The book opens with a useful discussion on the concepts of national state and ethnicity, and demonstrates how reconstructions of Israel’s history have often been governed by concepts derived from modern western civilisation. Lemche then highlights the lateness of the OT text as a problem for using it to reconstruct Israel’s history in the Iron Age. He does not preclude the possibility that it contains historical reliable information. But he claims, significantly, that in every single case it has to prove its status as a historical reliable source. The basis for his investigation into the early history of Israel is therefore the contemporary epigraphical and archaeological evidence.

So Lemche next analyses various references to Israel: the Merneptah stele (Egypt, late 13th century), the Tel-Dan stele (Palestine, late 9th or—as preferred by Lemche—early 8th century), the Mesha stele (Transjordan, mid 9th century), and the annals of Shalmaneser III (9th century). He concludes: ‘there is absolutely no reference that can be interpreted as a national or religious name of a special group of people living in these quarters and having some of the particular traits attached to them by the Old Testament tradition’ (63) … ‘There is nothing that may look like a national consciousness before the Assyrian invasion and conquest of Israel (Samaria) in 722’ (85n).

Turning to the biblical evidence. Lemche revives Noth’s amphictyony hypothesis as a literary device. He attributes the idea of the twelve tribes surrounding their central shrine to the literary imagination of late Persian and Hellenistic Jewish society, which saw itself as the heir of ancient Israel. The writers re-created the past as a tragic drama of Israel, constructing their origin myth as a programme for taking over a country in spite of its indigenous inhabitants.

Taking his cue from Davies, Lemche concludes with a few samples of the image of ancient Israel created by critical scholars (Wellhausen, Noth, Bright, Albertz). He argues that they are all more or less guided by the OT’s chronological and terminological framework. This procedure has to be abandoned, since the historian of Israel must use the primary sources alone, not the secondary sources of the OT.

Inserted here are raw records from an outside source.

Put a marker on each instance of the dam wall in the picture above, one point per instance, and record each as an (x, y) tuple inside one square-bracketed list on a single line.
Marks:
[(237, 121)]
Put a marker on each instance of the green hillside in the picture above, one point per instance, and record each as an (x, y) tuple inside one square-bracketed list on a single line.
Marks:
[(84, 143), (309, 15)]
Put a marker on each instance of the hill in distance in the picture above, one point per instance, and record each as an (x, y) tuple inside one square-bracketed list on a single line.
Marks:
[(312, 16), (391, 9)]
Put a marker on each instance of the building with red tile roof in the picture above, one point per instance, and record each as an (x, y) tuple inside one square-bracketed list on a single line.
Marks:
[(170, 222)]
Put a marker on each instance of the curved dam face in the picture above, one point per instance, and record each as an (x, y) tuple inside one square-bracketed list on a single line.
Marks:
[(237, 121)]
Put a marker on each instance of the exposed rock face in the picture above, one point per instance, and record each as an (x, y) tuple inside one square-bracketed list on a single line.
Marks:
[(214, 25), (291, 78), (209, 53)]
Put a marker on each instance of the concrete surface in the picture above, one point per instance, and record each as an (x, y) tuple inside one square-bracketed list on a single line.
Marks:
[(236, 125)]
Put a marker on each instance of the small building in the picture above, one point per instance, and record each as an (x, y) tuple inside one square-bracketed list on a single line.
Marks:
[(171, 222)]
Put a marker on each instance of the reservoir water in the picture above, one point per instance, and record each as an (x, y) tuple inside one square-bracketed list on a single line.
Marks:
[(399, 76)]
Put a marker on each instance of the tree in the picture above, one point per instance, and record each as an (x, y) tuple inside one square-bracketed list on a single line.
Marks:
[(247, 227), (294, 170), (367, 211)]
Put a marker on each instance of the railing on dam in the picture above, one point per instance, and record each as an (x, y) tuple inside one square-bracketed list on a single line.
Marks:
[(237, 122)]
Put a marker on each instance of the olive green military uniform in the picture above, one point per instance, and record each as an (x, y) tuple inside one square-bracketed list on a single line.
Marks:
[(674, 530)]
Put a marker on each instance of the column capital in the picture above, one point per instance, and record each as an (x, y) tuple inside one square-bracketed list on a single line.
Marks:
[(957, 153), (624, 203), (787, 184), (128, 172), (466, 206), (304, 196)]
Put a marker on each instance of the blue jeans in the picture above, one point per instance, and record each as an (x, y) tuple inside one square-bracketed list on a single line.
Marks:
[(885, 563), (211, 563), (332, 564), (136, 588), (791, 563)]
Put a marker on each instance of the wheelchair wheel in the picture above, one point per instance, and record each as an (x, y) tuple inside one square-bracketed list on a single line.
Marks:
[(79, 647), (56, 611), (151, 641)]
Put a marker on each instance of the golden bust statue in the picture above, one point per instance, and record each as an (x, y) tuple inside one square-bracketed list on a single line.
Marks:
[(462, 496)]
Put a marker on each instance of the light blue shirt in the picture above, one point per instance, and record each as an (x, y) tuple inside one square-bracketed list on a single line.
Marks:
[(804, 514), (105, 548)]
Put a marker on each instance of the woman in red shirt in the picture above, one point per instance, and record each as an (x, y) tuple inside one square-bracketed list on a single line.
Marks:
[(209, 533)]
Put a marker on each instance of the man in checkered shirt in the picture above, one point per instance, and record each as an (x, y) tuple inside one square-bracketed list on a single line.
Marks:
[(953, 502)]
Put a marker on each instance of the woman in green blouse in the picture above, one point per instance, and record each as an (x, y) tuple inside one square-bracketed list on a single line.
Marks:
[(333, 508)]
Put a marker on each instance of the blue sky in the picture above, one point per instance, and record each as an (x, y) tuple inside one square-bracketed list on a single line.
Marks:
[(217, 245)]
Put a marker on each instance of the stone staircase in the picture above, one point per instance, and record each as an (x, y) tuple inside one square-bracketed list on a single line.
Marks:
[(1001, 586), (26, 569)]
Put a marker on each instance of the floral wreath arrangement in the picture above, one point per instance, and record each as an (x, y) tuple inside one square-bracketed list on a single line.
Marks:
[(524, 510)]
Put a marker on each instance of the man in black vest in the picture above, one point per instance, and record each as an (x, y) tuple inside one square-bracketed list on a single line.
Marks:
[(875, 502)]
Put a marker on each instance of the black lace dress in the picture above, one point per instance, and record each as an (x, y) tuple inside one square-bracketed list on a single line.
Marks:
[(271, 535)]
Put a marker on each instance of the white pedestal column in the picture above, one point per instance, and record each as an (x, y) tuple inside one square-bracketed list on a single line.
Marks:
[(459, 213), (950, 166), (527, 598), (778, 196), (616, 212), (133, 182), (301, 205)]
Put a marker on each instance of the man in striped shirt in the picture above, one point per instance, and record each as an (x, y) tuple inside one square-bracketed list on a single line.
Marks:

Lemche acknowledges in theory that ‘a later source [can be] more reliable than a contemporary one’ (24). But in practice he refuses to allow the OT to link the Israels of Merneptah and Shalmaneser III, since such a procedure represents a premature blending of primary and secondary sources. However, his arguments are both unnecessary and circular. First, Lemche’s interpretation of the epigraphical and archaeological material is tendentious. To use a particular interpretation of the sparse primary evidence to dismiss a possibly reliable secondary source is circular argumentation. Secondly, the OT’s sophisticated literary devices and complex composition history do not necessarily detract from its historical reliability. Unless there are other reasons for doubting Its historical reliability, it should be allowed (with due attention to its religious, political or other biases) to testify to what happened to Israel in the Iron Age. Since other interpretations of the primary epigraphical and archaeological material are possible, which do not contradict the biblical narratives, a reconstruction which takes into account both primary and secondary evidence must be preferred to Lemche’s distinction between the ‘historical’ Israel of the Iron Age and the ‘literary’ Israel of the Bible.